So let's take a look at the outcomes of this experiment by using a Venn diagram to make the sample space. So what I like to do is, again, start with the box here, the rectangle. Then what I'm going to look at is-- I have two events that can either be-- that can occur or not occur. So let's start with event A, the event that the person is female.

So I'll call this event A. Anybody within the circle represents somebody that's female. Outside of the circle would represent somebody that's not female. Now, the next circle I would need to draw would represent the people that are left-handed, and outside of that would be the people that are right-handed.

The question now is I want to make a circle for event B. Now, do I want it to overlap event A or do I want to be out here on its own not overlapping event A? So the question is, can a female also be left-handed? And of course, the answer to that is yes. So what I'm going to do is I'm going to draw my circle here to represent the set of all people that are left-handed.

So basically, this Venn diagram now displays four outcomes. The people outside of the circles would be right-handed males, the people inside of this region would be left-handed females, the people in just this area would be right-handed females, and the people in this area here would be left-handed males.

So a couple of definitions-- overlapping events are two or more events that share one or more outcomes. So because A and B overlapped here, because there were people that were both female and left-handed, A and B are considered overlapping events. Overlapping events can happen at the same time, so you can select somebody that is both female and left-handed at the same time.

And then what I wrote here kind of as an aside-- the probability of A and B must be greater than zero. So there needs to be a non-zero probability of both A and B occurring. Non-overlapping events-- sometimes another term for this is mutually exclusive events, so non-overlapping and mutually exclusive are synonymous.

And what those are two or more events that cannot share outcomes. So non-overlapping events cannot happen at the same time. So in this case, the probability of A and B is equal to zero. So non-overlapping events-- these two circles would have to be separated, each in their own area there.

So just to think about what that picture would look like, we'd have our sample space. We would have two events here. Those would be non-overlapping events. Non-overlapping events cannot be independent. If the events were independent, recall that the probability of A and B has to equal the probability of A times the probability of B.

So if we consider this to be event A and this to be event B, both of these have probabilities that are non-zero. But if we said that the probability of A and B has to equals 0, for something to equal 0 where two things are being multiplied, one of these have to be 0. If both of these have some probability of occurring, there's no way that either of these will equal 0, so this cannot equal 0. Because it cannot equal 0, non-overlapping events cannot be independent.

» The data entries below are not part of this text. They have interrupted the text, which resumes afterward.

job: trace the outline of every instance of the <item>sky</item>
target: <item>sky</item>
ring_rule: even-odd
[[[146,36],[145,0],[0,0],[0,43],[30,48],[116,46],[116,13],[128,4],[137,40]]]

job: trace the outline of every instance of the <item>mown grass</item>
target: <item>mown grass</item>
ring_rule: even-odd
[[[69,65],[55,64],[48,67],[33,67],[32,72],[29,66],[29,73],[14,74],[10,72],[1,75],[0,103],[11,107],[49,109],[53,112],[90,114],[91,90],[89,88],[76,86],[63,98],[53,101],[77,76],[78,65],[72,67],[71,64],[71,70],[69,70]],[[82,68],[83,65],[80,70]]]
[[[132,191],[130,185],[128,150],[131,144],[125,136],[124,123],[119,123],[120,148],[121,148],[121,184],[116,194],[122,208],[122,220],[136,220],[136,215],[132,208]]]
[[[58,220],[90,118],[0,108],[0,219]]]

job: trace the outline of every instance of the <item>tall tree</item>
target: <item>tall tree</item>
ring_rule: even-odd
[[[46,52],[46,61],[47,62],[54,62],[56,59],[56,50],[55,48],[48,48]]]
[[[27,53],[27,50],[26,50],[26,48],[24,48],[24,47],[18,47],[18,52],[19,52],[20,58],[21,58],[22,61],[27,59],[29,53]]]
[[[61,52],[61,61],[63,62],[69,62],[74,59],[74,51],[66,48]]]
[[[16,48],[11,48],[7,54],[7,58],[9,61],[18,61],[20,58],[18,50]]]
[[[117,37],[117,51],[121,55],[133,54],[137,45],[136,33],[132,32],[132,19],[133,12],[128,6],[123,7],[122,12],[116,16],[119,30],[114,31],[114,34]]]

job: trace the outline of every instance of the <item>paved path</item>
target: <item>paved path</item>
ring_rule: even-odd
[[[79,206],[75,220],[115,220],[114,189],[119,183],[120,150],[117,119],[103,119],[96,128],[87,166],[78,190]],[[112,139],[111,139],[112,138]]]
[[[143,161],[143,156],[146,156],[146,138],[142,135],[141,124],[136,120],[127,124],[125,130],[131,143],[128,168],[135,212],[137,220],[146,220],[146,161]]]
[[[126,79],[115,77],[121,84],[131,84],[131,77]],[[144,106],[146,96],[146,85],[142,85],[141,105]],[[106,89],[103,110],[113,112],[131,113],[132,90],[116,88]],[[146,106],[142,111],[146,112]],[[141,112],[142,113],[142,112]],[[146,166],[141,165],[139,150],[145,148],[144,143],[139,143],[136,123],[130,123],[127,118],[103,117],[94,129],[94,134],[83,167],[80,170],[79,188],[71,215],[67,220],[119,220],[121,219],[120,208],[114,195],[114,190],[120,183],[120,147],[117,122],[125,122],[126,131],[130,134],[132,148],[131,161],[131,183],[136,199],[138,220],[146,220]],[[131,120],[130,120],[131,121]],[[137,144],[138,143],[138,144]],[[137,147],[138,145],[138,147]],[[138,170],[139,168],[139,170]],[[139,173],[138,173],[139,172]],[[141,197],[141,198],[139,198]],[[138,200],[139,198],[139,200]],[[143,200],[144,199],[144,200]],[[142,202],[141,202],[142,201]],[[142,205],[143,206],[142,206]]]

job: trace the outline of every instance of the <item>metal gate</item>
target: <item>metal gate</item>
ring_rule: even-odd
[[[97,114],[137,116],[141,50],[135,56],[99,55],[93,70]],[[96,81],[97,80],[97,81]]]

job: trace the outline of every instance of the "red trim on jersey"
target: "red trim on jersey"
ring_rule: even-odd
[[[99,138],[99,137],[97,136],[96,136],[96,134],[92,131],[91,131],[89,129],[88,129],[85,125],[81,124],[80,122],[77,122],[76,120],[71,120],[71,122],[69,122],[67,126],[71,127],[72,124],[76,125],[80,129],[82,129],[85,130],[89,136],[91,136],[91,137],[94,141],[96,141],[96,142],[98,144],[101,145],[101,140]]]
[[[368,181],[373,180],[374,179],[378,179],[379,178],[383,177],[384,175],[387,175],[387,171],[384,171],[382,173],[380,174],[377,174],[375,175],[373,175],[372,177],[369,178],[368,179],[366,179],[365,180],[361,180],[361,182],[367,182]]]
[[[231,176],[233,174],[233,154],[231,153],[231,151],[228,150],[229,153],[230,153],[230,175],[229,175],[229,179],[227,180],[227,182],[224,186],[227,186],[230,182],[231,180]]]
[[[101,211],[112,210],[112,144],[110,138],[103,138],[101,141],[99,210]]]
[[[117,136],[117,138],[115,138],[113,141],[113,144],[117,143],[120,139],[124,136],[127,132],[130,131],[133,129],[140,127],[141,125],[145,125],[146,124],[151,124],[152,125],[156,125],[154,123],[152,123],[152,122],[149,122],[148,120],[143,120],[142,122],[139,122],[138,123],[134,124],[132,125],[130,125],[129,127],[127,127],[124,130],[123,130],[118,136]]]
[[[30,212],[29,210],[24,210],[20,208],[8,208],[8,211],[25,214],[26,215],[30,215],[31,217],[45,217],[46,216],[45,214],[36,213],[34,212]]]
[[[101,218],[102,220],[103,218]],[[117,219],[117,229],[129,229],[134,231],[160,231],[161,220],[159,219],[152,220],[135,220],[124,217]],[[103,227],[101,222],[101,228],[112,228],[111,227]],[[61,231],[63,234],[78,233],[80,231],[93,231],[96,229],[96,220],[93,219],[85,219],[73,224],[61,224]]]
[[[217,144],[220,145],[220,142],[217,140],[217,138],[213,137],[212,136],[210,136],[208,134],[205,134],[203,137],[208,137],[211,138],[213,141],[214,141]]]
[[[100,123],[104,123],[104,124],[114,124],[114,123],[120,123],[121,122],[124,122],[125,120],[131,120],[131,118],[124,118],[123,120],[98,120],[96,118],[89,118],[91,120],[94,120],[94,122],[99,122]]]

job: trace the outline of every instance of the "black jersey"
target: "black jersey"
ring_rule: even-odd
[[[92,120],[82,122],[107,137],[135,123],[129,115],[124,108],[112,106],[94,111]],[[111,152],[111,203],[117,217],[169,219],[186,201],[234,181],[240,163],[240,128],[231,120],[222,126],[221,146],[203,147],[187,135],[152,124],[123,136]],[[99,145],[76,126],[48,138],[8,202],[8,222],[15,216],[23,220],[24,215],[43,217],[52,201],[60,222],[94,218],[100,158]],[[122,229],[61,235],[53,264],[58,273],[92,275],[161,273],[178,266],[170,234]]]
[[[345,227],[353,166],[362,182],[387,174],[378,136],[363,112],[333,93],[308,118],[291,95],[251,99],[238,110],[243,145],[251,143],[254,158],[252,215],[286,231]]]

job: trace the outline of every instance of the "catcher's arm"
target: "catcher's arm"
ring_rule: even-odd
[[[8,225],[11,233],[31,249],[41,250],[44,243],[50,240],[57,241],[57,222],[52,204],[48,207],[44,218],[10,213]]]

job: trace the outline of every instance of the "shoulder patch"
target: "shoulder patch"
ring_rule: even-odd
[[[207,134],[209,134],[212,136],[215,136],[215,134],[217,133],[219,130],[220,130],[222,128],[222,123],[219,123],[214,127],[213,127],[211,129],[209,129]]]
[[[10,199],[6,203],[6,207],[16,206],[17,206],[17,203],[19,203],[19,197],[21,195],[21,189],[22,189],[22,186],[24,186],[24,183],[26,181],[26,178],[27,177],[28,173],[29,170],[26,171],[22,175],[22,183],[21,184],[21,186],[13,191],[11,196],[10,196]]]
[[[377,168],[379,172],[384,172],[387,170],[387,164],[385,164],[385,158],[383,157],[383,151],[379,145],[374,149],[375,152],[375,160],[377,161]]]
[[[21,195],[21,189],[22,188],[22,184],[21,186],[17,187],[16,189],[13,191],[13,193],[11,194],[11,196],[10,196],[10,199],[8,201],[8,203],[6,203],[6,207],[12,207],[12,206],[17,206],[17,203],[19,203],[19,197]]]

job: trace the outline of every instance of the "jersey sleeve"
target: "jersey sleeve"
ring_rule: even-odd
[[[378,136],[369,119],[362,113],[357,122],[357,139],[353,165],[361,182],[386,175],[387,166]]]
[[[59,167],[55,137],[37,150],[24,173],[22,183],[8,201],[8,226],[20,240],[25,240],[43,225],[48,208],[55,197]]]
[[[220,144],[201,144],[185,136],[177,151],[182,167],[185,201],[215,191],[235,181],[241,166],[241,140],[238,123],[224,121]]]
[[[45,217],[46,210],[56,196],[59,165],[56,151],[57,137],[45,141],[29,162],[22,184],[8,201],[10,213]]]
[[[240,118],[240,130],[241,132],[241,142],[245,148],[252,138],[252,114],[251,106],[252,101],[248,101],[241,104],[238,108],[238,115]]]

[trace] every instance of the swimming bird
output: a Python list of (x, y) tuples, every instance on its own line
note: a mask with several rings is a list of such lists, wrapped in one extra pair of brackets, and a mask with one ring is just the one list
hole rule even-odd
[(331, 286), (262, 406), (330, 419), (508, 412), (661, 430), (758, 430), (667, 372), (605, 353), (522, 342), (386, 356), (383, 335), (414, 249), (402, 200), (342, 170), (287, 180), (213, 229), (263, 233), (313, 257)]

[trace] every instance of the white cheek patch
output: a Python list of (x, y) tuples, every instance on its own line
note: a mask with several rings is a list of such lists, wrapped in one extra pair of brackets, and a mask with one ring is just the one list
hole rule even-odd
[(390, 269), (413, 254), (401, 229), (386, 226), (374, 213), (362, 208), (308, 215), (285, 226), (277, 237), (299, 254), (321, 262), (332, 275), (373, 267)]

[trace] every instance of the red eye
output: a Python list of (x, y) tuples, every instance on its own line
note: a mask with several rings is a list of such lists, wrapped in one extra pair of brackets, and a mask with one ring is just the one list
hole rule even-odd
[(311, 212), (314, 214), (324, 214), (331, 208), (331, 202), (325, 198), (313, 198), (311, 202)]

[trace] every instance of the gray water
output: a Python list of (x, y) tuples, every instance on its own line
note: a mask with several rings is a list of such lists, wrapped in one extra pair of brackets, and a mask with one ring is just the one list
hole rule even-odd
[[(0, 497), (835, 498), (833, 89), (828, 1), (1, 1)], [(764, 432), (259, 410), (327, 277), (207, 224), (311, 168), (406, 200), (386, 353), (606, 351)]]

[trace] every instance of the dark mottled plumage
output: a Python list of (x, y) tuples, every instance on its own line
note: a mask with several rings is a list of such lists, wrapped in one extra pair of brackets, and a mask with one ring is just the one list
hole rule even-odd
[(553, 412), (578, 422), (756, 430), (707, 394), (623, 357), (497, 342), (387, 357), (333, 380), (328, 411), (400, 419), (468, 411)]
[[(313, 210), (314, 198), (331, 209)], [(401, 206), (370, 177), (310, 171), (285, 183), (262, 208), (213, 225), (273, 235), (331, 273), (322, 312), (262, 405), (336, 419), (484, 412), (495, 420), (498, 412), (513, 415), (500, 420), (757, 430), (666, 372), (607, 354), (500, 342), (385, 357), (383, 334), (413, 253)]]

All right, so let's take a look at one last example here. So if we look at this chance experiment, a card is drawn from a deck. Event A, the card is a face card-- event B, the card is an ace. Are A and B overlapping or non-overlapping events? So basically, can we have an outcome that is in both A and B? So can we get a card that is both a face card and an ace?

In that case, no, you can't. Face cards are jacks, queens, and kings. A face card is not an ace, so there's no way you can get a card that's both a face card and an ace. So what we would say in this case-- A and B are non-overlapping events. So this has been your tutorial on overlapping events. Thanks for watching.

Terms to Know
Non-overlapping/Disjoint/Mutually Exclusive Events

Two events that cannot both occur in a single trial of a chance experiment. If one event occurs, the other event must not also occur.

overlapping events

Two events that can occur in a single trial of a chance experiment.